Impressions of two short term USHAPE volunteers

Linda writes…

From a background of being a GP partner for the last 20 years I became interested in contributing to USHAPE following a holiday in Uganda when I was struck by the lack of primary healthcare. I heard about USHAPE at a contraception update and got in touch with Clare Goodhart (USHAPE Clinical Lead) who briefed me on the work I could get involved with and I decided to take on the challenge of becoming a short term volunteer. The last time I had worked in a developing country was a year in the Solomon Islands as a medical officer after completing GP training in my 20s and I remember that year as been the happiest in my professional life.

Thus during a cold UK January I packed a bag with a laptop, printer and projector which were needed for the teaching and boarded a flight. I arrived in Kigali at 2 in the morning, spent a night in a comfortable guesthouse and after breakfast in their beautiful tropical garden, was driven to Kisiizi Hospital by a friendly Ugandan driver called Jason who chatted about Ugandan culture and football. There I met up with Clare and we had tea with Ian Spillman (Medical Superintendent and Consultant Paediatrician) and Hanna Spillman (Senior Midwife) who both gave us a warm welcome. I also met Damari, Eunice, Margaret, Happiness and Amy (UK volunteer) and we enthusiastically exchanged greetings.

We had a day together for planning and as the unlikely ‘IT expert’, I had the task of setting up laptop, printer and projector and printing out handouts for the week. The first week was spent mentoring and supporting Damari, Margaret, Happiness and Amy who had just completed a USHAPE ‘Train the Trainers’ course. Jenny, my fellow volunteer and senior practice nurse specializing in family planning, arrived the following day. The trainers were very enthusiastic and eager to learn as were the 11 attendees on the course. There was a mixture of presentations, case discussions, role plays, brain storming and practical learning. Highlights of the week were the male engagement evening where the attendees gave talks in groups to male employees of the hospital and a talk by Reverend Joshua on sensitive scenarios and counseling. The week culminated in a test followed by a party with a celebration cake and prizes. Everyone passed the test and most had scores of 80% plus.

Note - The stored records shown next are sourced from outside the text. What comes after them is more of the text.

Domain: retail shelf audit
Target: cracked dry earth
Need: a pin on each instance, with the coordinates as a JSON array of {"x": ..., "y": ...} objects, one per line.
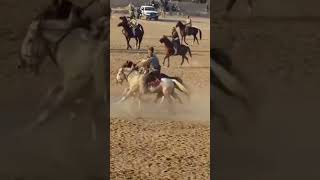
[{"x": 154, "y": 145}]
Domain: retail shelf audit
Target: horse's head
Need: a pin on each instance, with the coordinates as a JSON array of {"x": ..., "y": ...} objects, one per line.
[
  {"x": 31, "y": 49},
  {"x": 179, "y": 24},
  {"x": 120, "y": 24},
  {"x": 120, "y": 76},
  {"x": 163, "y": 39},
  {"x": 123, "y": 19}
]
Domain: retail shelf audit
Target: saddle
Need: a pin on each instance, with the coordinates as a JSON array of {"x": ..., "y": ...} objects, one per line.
[{"x": 154, "y": 83}]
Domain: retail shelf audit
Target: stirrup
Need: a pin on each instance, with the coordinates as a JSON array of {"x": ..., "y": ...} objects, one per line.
[{"x": 175, "y": 51}]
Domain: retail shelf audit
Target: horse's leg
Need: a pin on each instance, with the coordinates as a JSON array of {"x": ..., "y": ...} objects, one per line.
[
  {"x": 128, "y": 93},
  {"x": 137, "y": 40},
  {"x": 162, "y": 99},
  {"x": 159, "y": 95},
  {"x": 129, "y": 43},
  {"x": 185, "y": 57},
  {"x": 182, "y": 60},
  {"x": 140, "y": 40},
  {"x": 168, "y": 97},
  {"x": 164, "y": 60},
  {"x": 195, "y": 38}
]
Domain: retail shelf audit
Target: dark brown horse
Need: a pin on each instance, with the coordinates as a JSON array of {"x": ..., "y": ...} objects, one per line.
[
  {"x": 127, "y": 32},
  {"x": 192, "y": 31},
  {"x": 182, "y": 50}
]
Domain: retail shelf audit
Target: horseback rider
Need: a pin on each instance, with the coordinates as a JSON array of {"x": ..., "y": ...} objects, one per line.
[
  {"x": 133, "y": 24},
  {"x": 188, "y": 24},
  {"x": 175, "y": 40},
  {"x": 154, "y": 70}
]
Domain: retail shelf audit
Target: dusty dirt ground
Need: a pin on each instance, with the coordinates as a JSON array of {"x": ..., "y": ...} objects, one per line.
[
  {"x": 53, "y": 148},
  {"x": 155, "y": 145}
]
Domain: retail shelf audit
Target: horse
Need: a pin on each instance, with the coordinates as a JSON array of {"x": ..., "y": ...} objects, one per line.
[
  {"x": 223, "y": 78},
  {"x": 191, "y": 31},
  {"x": 145, "y": 64},
  {"x": 182, "y": 51},
  {"x": 127, "y": 32},
  {"x": 165, "y": 88}
]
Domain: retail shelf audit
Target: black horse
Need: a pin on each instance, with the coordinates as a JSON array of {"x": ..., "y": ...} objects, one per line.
[
  {"x": 127, "y": 32},
  {"x": 192, "y": 31}
]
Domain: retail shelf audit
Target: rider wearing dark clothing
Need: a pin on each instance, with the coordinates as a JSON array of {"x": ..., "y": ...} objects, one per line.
[
  {"x": 154, "y": 70},
  {"x": 175, "y": 39}
]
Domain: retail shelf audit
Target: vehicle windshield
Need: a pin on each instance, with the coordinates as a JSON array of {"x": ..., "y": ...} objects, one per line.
[{"x": 149, "y": 8}]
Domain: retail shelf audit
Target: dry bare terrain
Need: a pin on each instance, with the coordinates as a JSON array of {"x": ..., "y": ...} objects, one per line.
[{"x": 155, "y": 145}]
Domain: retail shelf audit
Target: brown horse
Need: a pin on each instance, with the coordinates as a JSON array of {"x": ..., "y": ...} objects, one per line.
[
  {"x": 182, "y": 50},
  {"x": 191, "y": 31},
  {"x": 127, "y": 32}
]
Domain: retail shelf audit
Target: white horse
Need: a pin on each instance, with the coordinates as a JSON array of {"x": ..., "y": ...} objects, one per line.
[{"x": 165, "y": 89}]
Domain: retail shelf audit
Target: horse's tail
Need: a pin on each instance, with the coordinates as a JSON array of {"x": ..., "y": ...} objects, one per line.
[
  {"x": 189, "y": 50},
  {"x": 181, "y": 87},
  {"x": 142, "y": 30}
]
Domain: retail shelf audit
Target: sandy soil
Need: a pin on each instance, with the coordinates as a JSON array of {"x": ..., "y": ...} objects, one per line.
[{"x": 155, "y": 145}]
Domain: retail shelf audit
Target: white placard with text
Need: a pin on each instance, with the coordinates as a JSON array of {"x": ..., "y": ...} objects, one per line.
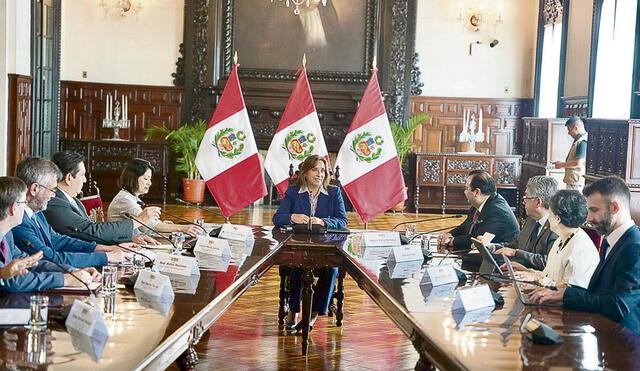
[
  {"x": 86, "y": 319},
  {"x": 440, "y": 275},
  {"x": 381, "y": 238},
  {"x": 153, "y": 283},
  {"x": 405, "y": 253},
  {"x": 473, "y": 298},
  {"x": 177, "y": 264},
  {"x": 236, "y": 232},
  {"x": 212, "y": 246}
]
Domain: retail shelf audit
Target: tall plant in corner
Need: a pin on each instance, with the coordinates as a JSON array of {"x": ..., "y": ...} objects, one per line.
[
  {"x": 184, "y": 142},
  {"x": 402, "y": 135}
]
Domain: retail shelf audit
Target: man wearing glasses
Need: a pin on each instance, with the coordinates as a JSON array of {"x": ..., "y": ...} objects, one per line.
[
  {"x": 41, "y": 177},
  {"x": 19, "y": 272}
]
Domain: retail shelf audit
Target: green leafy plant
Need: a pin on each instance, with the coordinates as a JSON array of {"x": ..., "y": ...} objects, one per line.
[
  {"x": 184, "y": 142},
  {"x": 402, "y": 135}
]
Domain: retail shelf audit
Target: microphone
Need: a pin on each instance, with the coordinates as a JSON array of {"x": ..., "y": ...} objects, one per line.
[
  {"x": 142, "y": 204},
  {"x": 92, "y": 295},
  {"x": 507, "y": 278},
  {"x": 183, "y": 202},
  {"x": 426, "y": 220},
  {"x": 129, "y": 216}
]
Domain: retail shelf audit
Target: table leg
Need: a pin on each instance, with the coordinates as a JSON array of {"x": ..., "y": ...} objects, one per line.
[
  {"x": 340, "y": 297},
  {"x": 307, "y": 295},
  {"x": 284, "y": 275}
]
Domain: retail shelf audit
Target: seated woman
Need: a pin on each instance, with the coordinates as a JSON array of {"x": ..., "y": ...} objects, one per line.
[
  {"x": 134, "y": 182},
  {"x": 573, "y": 257},
  {"x": 311, "y": 197}
]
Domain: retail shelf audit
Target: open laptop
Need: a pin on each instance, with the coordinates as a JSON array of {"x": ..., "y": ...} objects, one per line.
[{"x": 524, "y": 298}]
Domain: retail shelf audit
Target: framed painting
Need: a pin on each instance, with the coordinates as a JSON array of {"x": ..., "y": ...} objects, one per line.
[{"x": 337, "y": 37}]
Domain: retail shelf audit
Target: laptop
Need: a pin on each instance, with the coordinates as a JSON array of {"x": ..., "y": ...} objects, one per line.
[
  {"x": 489, "y": 264},
  {"x": 524, "y": 298}
]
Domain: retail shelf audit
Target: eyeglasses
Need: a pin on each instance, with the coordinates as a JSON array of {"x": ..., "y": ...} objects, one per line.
[{"x": 48, "y": 189}]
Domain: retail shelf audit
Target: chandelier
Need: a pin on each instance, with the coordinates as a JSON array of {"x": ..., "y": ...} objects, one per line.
[
  {"x": 121, "y": 7},
  {"x": 299, "y": 3}
]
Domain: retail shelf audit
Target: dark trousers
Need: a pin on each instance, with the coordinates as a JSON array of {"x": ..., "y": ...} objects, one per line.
[{"x": 322, "y": 293}]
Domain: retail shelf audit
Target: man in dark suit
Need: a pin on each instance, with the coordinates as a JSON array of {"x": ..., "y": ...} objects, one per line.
[
  {"x": 66, "y": 214},
  {"x": 490, "y": 212},
  {"x": 40, "y": 175},
  {"x": 614, "y": 288},
  {"x": 41, "y": 275},
  {"x": 532, "y": 244}
]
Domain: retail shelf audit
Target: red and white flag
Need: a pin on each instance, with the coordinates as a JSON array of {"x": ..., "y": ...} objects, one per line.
[
  {"x": 228, "y": 156},
  {"x": 370, "y": 172},
  {"x": 298, "y": 135}
]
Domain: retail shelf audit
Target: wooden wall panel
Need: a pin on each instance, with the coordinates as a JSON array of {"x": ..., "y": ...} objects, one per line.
[
  {"x": 19, "y": 111},
  {"x": 501, "y": 123},
  {"x": 83, "y": 108}
]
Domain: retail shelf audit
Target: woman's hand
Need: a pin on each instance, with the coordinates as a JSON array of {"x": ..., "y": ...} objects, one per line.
[{"x": 299, "y": 218}]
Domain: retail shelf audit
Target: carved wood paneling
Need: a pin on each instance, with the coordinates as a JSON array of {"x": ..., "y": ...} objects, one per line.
[
  {"x": 501, "y": 123},
  {"x": 574, "y": 106},
  {"x": 19, "y": 111},
  {"x": 83, "y": 108}
]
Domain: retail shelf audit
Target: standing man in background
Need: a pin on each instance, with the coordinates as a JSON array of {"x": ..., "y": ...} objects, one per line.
[{"x": 575, "y": 166}]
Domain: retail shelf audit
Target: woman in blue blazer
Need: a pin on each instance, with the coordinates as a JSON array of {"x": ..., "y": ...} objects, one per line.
[{"x": 311, "y": 197}]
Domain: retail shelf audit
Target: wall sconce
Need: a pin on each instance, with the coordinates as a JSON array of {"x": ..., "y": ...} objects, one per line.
[
  {"x": 121, "y": 7},
  {"x": 476, "y": 15}
]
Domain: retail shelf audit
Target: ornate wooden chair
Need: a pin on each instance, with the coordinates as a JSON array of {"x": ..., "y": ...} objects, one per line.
[
  {"x": 337, "y": 300},
  {"x": 93, "y": 203}
]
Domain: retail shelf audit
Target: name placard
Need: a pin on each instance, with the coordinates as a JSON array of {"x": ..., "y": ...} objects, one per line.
[
  {"x": 86, "y": 319},
  {"x": 381, "y": 238},
  {"x": 153, "y": 283},
  {"x": 212, "y": 246},
  {"x": 177, "y": 264},
  {"x": 440, "y": 275},
  {"x": 473, "y": 298},
  {"x": 405, "y": 253},
  {"x": 236, "y": 232}
]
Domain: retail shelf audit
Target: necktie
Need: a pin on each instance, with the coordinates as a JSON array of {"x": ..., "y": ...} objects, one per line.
[
  {"x": 3, "y": 250},
  {"x": 603, "y": 249},
  {"x": 534, "y": 232}
]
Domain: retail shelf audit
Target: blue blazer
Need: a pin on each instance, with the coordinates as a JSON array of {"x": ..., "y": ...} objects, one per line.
[
  {"x": 55, "y": 246},
  {"x": 614, "y": 289},
  {"x": 329, "y": 208},
  {"x": 43, "y": 276}
]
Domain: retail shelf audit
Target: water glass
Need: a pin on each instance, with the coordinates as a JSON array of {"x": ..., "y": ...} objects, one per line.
[
  {"x": 39, "y": 305},
  {"x": 109, "y": 277},
  {"x": 410, "y": 230}
]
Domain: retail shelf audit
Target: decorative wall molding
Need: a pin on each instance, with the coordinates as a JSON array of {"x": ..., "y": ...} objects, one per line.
[
  {"x": 502, "y": 123},
  {"x": 19, "y": 111},
  {"x": 83, "y": 106}
]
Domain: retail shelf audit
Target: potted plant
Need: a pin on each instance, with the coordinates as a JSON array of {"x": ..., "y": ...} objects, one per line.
[
  {"x": 184, "y": 142},
  {"x": 402, "y": 134}
]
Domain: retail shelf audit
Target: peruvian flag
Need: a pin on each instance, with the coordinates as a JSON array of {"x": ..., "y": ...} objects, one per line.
[
  {"x": 370, "y": 172},
  {"x": 298, "y": 135},
  {"x": 228, "y": 156}
]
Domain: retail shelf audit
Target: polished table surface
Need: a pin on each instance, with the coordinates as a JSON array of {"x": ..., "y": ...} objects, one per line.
[{"x": 150, "y": 334}]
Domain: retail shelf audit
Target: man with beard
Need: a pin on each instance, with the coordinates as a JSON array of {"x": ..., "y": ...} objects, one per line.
[{"x": 614, "y": 289}]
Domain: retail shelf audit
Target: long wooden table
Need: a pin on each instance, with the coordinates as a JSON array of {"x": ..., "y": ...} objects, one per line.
[{"x": 148, "y": 335}]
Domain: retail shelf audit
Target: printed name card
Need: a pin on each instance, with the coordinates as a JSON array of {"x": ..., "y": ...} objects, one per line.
[
  {"x": 236, "y": 232},
  {"x": 381, "y": 239},
  {"x": 406, "y": 253},
  {"x": 177, "y": 264},
  {"x": 473, "y": 298},
  {"x": 440, "y": 275},
  {"x": 212, "y": 246},
  {"x": 86, "y": 319},
  {"x": 153, "y": 283}
]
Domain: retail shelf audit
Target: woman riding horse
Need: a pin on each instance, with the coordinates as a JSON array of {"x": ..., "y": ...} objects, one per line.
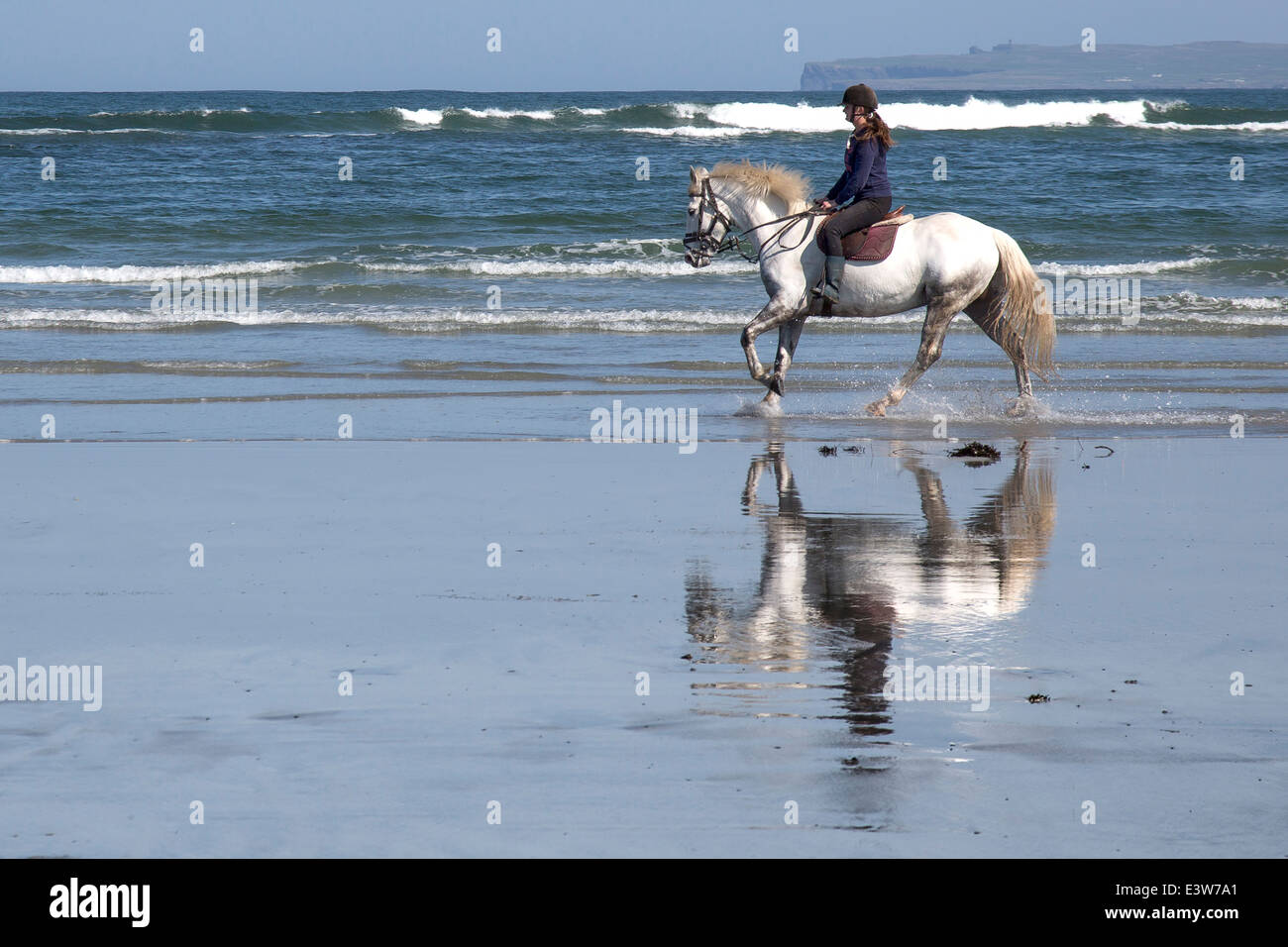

A night at an eco resort on Lake Bunyonyi gave me the opportunity to see some of Uganda’s natural beauty.

The following week was spent interviewing previous USHAPE graduates and I was impressed with their enthusiasm for family planning and the obvious continuing impact of their training across the hospital e.g. a psychiatric nurse had counseled a patient on long term medication and fitted an implant when she had visited a patient to give her depot psychotropic medication. Other graduates told me of how they had gone back to their villages and given informal talks on contraception.

Jenny spent time supporting the previous week’s graduates in progressing towards their letters of competence for practical experience and looking through the records of family planning procedures in the hospital which had increased greatly over the last 2 years.

One of my personal highlights was a visit to a community outreach clinic on my last day. This involved some preparation, the mini bus was loaded with medical equipment, files and cooking utensils. We had a bumpy ride along dirt tracks covered with red dust. On arrival I was introduced to a group of women of all ages who were very welcoming. I was informed that that they were all part of a cooperative in which they all gave money to a community fund to help individuals in time of need. Damari one of the USHAPE trainers started by giving a talk to waiting mothers on contraception. All of the mothers were engaged and asking questions and there was a lively discussion. Following the talk they queued to be seen. I was unable to speak the local language but made myself useful by taking blood pressures. Meanwhile antenatal patients were seen and babies had their immunisations. All the women seen were given HIV tests if they had not had one in the previous 3months and were given the results an hour or so later.  At the end of the clinics we all had a slap up meal prepared by the cook who had accompanied us then we travelled back to Kisiizi hospital where Jason was waiting to take Jenny and I to Kigali airport for the flight home.

Now I’m back to my usual surgeries I look back with fond memories and am already planning future involvement.

Jenny writes…

I was very privileged to have been part of a team in training Ugandan nurses in contraceptive skills. We had a group of 11 nurses undertaking level 2 training who all passed their exam at the end of the week. On my last day I had an amazing experience of being taken to an outreach clinic. I was dropped at a small maternity hospital about 40 minutes away from Kisiizi hospital. One of our level 2 students worked here as a midwife and the plan was for me to supervise her undertaking as many implant fittings as possible on postnatal mothers. I watched her undertake antenatal clinic and then we managed to get three mothers who decided they would like to use implants for contraception. This meant that I could watch and supervise my student undertaking these fittings. My student was very competent in fitting two implanons and one jadell. When we were talking to one of the antenatal mothers we tried to persuade her to have her baby in the maternity hospital. She had already had three previous pregnancies in her village and two of the babies had died after one week and again after one year. She did not know the reason for this apart that her husband would not take her to the maternity hospital.